Both Novo Nordisk and Eli Lilly are already marketing their respective obesity and diabetes stalwarts, semaglutide and tirzepatide, in China, and the country has produced a recent homegrown offering as well in Lilly and Innovent’s mazdutide, a dual GLP-1/glucagon receptor agonist that Chinese regulators approved for chronic weight management in adults with obesity or who are overweight last June.
"This collaboration represents another solid step to advance Pfizer's global strategy in the metabolic field and reflects our ambition to become a leader in the next generation of chronic weight management therapies,” Alexandre de Germay, Pfizer’s international commercial chief, said in a statement.
“Looking ahead, we will continue to invest in this high-impact, high-growth therapeutic area, with the goal of leading the delivery of these important innovations to patients worldwide and addressing unmet patient needs,” he added.
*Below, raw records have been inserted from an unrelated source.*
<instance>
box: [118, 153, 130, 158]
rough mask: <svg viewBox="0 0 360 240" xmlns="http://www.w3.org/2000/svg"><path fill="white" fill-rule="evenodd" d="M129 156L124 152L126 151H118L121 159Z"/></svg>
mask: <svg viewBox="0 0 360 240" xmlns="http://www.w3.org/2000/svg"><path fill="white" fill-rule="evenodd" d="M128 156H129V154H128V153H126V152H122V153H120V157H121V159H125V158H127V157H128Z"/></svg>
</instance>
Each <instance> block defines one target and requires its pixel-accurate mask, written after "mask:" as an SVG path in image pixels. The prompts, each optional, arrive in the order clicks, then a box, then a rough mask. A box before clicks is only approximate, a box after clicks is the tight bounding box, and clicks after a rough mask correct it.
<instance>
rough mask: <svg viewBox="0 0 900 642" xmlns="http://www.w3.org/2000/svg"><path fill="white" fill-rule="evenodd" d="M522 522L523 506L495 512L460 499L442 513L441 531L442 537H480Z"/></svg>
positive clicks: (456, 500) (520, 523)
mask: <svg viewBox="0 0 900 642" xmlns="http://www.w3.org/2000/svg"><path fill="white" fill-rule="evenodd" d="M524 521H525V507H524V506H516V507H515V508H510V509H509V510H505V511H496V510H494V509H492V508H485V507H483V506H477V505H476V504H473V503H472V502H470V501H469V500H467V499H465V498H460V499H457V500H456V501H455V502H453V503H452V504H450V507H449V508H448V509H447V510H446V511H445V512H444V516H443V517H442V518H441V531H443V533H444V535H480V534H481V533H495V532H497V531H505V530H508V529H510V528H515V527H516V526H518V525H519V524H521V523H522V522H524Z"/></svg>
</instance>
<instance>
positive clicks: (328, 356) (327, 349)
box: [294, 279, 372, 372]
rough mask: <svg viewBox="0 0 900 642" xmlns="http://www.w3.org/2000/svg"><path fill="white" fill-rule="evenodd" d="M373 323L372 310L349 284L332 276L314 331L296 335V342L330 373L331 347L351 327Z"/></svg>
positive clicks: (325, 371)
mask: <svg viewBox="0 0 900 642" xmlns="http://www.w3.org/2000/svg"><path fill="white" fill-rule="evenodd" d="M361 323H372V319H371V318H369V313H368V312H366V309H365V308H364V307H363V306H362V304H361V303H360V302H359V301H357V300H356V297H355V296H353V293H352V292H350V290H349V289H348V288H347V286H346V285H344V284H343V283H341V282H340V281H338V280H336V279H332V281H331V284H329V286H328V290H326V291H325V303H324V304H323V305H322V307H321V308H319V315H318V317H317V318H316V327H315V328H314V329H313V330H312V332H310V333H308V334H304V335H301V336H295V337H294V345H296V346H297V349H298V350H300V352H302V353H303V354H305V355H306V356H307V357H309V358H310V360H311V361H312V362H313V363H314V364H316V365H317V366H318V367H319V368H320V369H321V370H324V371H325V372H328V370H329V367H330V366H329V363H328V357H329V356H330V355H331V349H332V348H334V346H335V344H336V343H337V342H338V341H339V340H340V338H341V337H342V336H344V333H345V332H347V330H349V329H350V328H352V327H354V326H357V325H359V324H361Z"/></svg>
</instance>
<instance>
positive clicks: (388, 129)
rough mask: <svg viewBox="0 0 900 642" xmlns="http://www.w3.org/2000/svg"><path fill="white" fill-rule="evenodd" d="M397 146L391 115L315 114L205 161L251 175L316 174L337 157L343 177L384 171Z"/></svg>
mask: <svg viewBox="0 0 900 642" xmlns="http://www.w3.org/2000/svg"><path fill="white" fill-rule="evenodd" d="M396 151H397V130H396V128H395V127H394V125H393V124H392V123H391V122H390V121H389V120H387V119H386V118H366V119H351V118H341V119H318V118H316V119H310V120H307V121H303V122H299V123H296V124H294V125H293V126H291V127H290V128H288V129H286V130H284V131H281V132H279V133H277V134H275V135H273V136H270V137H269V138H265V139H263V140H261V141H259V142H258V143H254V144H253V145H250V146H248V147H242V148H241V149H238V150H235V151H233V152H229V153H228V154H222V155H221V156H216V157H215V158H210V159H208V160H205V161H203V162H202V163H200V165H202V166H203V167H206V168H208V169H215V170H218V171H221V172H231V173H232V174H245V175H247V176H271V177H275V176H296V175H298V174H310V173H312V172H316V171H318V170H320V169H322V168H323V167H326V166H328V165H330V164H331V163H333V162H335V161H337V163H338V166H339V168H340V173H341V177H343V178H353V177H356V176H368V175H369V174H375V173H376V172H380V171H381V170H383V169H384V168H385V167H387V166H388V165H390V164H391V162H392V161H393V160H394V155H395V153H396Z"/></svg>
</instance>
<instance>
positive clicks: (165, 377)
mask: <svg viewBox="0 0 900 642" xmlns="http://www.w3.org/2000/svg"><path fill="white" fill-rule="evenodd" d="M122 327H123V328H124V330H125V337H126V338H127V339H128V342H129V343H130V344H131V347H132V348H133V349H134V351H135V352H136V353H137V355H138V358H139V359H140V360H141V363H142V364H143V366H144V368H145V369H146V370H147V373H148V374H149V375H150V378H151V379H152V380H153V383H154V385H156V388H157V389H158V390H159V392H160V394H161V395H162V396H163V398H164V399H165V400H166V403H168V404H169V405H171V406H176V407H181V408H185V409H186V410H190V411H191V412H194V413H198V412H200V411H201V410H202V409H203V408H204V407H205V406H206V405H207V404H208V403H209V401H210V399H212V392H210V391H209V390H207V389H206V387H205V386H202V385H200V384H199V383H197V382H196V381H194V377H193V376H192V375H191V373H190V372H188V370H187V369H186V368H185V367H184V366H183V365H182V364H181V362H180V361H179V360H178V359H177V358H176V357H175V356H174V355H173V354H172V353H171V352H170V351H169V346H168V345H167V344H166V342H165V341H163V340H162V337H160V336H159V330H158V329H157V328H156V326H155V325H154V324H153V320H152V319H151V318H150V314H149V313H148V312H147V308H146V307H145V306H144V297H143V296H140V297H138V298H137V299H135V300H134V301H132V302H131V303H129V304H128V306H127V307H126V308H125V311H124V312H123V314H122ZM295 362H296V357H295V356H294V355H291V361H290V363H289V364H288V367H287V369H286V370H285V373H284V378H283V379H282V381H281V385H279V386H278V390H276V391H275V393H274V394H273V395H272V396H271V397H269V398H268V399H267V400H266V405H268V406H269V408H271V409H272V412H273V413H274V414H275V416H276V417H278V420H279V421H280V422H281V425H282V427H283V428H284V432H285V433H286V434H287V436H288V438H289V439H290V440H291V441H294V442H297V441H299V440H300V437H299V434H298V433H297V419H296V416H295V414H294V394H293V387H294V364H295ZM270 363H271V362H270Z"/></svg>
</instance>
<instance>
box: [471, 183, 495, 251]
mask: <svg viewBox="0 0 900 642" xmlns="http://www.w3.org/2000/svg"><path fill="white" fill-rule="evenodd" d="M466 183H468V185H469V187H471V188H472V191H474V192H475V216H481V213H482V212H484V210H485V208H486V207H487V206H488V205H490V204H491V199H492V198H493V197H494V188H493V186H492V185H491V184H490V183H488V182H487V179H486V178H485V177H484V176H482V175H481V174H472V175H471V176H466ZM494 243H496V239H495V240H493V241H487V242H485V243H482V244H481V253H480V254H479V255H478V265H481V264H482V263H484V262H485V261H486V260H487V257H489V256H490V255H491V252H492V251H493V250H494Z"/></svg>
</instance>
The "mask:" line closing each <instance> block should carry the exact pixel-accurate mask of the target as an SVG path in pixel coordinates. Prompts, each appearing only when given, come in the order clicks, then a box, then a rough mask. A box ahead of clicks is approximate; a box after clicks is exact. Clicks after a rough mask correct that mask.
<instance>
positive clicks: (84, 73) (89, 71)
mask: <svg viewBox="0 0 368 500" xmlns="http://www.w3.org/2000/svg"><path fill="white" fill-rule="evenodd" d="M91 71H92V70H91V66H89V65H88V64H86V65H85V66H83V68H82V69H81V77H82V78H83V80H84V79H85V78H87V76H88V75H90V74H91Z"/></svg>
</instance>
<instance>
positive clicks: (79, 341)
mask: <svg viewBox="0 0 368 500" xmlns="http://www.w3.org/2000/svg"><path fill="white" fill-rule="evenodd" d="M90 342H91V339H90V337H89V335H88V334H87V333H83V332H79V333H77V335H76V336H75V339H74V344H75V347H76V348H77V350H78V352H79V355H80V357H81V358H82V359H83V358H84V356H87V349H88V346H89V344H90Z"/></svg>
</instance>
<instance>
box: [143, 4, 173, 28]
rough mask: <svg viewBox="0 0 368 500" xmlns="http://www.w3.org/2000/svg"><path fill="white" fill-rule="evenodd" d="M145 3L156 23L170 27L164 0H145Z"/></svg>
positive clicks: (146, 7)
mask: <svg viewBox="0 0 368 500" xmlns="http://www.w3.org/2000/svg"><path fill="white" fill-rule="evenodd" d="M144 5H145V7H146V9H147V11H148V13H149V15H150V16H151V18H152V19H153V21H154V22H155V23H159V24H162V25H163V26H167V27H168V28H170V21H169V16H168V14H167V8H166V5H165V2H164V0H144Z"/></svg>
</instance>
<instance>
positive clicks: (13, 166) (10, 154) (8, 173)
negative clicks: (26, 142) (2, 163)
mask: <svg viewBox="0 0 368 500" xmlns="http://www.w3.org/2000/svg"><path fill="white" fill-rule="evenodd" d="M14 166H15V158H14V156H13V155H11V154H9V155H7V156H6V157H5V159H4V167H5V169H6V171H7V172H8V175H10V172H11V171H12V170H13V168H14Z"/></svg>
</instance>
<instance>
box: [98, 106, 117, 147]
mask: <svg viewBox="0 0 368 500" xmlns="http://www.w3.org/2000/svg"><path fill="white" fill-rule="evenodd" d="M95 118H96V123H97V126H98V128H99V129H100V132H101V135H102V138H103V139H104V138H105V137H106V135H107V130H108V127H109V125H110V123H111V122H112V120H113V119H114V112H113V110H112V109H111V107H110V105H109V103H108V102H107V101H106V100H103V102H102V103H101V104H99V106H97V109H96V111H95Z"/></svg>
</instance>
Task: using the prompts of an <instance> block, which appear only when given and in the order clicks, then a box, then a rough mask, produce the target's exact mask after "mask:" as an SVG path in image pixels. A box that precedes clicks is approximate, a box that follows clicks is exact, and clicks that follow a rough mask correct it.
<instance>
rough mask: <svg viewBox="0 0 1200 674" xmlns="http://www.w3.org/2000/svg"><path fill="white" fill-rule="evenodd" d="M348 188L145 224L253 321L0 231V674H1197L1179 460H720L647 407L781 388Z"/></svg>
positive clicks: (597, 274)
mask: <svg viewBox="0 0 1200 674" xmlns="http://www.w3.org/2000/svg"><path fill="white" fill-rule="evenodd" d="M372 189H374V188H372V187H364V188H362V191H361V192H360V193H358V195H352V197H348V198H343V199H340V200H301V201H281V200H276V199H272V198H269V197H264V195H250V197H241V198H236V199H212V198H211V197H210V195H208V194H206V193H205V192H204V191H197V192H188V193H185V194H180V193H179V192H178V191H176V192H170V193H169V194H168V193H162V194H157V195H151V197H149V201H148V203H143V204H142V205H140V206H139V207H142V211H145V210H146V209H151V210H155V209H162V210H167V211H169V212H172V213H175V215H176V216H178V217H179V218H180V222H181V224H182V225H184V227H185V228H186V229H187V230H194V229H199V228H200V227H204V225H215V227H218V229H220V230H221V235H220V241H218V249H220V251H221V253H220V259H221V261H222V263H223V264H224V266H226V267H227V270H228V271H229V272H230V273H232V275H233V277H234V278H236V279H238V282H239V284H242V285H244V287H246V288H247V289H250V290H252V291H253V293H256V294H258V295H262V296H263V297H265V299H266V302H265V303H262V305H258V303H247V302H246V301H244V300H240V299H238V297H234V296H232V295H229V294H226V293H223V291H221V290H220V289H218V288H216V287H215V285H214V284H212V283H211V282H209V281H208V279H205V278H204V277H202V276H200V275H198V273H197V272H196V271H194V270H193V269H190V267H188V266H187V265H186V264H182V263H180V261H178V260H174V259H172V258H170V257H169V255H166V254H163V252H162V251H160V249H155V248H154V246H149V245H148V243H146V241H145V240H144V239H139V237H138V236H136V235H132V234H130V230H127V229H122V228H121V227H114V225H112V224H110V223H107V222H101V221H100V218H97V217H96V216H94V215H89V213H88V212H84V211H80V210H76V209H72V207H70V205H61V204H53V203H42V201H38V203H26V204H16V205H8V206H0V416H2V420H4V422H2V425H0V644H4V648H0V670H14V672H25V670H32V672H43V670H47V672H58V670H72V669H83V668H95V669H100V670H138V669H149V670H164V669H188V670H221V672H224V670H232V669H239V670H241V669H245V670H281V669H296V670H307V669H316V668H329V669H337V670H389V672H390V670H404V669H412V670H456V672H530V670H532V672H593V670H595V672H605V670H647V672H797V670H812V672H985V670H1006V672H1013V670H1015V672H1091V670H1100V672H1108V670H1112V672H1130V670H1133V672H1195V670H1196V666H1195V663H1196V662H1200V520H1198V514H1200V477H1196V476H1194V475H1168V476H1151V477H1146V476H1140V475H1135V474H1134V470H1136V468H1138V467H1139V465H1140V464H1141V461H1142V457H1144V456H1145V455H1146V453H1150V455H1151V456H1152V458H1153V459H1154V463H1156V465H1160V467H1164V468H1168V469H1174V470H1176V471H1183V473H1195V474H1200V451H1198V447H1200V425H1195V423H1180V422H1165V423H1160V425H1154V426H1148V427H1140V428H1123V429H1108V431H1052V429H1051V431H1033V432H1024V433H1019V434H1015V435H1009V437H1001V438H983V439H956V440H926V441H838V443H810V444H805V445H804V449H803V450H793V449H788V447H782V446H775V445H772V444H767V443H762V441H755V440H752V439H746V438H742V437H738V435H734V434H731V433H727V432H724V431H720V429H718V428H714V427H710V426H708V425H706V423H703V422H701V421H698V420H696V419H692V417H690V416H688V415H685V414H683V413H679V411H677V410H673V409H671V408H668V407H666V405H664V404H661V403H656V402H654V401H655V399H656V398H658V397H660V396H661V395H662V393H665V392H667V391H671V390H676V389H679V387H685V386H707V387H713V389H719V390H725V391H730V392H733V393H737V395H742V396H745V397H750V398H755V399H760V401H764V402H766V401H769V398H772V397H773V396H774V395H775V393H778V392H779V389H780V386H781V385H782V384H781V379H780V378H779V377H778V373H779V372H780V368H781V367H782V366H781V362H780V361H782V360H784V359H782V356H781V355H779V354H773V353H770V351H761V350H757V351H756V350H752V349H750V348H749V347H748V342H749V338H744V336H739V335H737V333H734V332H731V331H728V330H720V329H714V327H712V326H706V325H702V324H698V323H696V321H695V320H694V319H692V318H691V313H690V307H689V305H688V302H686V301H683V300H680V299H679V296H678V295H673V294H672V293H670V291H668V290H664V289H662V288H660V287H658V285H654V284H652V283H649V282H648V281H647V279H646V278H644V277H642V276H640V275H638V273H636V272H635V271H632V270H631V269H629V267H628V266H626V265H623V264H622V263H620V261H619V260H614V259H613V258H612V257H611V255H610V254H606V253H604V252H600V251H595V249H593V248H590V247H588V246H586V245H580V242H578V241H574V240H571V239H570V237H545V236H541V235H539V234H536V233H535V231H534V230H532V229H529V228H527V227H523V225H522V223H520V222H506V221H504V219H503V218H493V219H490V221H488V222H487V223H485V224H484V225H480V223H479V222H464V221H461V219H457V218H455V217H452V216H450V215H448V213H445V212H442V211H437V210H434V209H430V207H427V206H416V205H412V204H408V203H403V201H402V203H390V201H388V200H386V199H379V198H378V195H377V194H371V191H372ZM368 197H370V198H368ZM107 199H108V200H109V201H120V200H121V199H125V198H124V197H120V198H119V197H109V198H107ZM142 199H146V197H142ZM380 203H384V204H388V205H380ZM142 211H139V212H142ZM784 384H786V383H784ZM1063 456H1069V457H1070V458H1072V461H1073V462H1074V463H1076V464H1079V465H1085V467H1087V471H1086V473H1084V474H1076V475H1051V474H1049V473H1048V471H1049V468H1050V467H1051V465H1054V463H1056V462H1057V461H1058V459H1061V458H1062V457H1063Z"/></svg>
Pfizer’s Sciwind tie-up follows two other high-profile deals in the metabolic medicine space—and comes after Pfizer’s obesity prospects appeared to take a bleak turn last summer.
In early August, the New York drugmaker scrapped what was—at the time—the third and final GLP-1 agonist in its obesity pipeline, with the company then crediting the decision to lackluster data and tough R&D competition in the field.
Rather than looking inward for its next obesity gambit, Pfizer instead shifted focus to obesity biotech Metsera, which it ultimately acquired for roughly $10 billion in mid-November, following a brief but contentious bidding war with GLP-1 heavyweight Novo Nordisk.
The crown jewel of the Metsera deal is the biotech’s ultra-long-acting GLP-1 injectable MET-097i—now coded PF-08653944. Earlier this month, Pfizer reported that obesity patients in a phase 2b trial who switched to monthly dosing of the asset kept losing weight, providing early validation of the asset.
In data on the candidate’s weekly regimen posted in September, Metsera tied the GLP-1 to weight loss of up to 14.1% at 28 weeks of treatment, with those results generally stacking up well against competitors in the GLP-1 development scene, Guggenheim Securities analysts said last year.
More recently, Pfizer splashed out $150 million upfront—and put up hundreds of millions more in potential milestones—to acquire worldwide rights to a GLP-1 agonist dubbed YP05002 from Yao Pharma, a subsidiary of Shanghai-based Fosun Pharmaceuticals.
Pfizer has said it plans to evaluate the Yao Pharma asset in combination with its GIPR antagonist PF-07976016, plus other small molecules from its pipeline, and Yao is also pushing ahead with a phase 1 weight management study of the asset in Australia.